I wish I could quote for you all what he said. Judging by his face, it looked like he was saying: "I AM GOING TO TEAR THROUGH YOUR METAL CAR DOOR AND DISMEMBER YOU WITH MY BARE HANDS FOR DRIVING SO SLOW!!! BAHHH!!"

However, I didn't roll my window down to catch his diatribe - not because I was deliberately ignoring him, but because I was genuinely confused. Why was he so mad at me?

My kind, easygoing client laughed it off. But I felt embarrassed.

That wasn't a peace-loving vegetarian or a hipster musician, like we're known for. It was - I hate to say it Austin, but you know it's true - a hick. A clean-cut hick for sure, but a hick all the same. That insipid reminder that you still live in Texas: a truck mounted on ginormous wheels, close-cropped hair, puffer jacket (which did provide a small degree of comic relief -how threatening can you look, really, as the Michelin Man?) Totally losing his shit because the car in front of him was going a little slow.

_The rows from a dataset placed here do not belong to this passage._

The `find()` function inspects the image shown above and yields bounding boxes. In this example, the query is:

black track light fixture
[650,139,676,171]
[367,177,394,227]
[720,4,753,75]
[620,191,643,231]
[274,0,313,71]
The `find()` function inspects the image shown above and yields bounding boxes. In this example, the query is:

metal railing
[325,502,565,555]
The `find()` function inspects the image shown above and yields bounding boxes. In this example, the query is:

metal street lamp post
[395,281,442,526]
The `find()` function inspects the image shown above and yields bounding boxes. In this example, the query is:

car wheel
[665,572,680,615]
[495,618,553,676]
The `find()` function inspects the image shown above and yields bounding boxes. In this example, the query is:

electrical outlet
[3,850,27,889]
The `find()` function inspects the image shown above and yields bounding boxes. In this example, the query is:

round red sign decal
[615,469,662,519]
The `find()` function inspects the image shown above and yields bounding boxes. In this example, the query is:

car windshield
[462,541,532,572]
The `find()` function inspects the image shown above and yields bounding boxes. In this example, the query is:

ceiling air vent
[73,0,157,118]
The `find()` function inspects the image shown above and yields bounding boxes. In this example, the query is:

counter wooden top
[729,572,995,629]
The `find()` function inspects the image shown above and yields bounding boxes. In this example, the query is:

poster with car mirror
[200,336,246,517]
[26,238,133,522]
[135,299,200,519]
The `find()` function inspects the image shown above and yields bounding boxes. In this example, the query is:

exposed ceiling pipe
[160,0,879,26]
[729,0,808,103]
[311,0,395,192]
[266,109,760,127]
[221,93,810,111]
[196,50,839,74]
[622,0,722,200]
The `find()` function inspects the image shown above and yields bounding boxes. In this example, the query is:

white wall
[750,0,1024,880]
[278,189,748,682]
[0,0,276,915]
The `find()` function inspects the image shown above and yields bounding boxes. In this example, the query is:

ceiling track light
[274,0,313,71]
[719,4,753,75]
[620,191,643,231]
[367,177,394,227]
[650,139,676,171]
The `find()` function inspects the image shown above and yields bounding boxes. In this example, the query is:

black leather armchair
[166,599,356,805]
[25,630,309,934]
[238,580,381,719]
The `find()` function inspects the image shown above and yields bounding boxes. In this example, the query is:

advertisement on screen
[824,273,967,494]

So, come on north Austin. You gotta weed these types out. They do not belong in this city, and moreover, they probably feel like they are surrounded by a bunch of freaks anyway. Let's enroll them at UT and not let them come out until they are educated, thoughtful, and civil, or send them back to Beaumont / Tyler / wherever in Texas these people come from.

Otherwise, they are just going to get all upset when they eventually have to come to central/south Austin, and must share the road with bikes.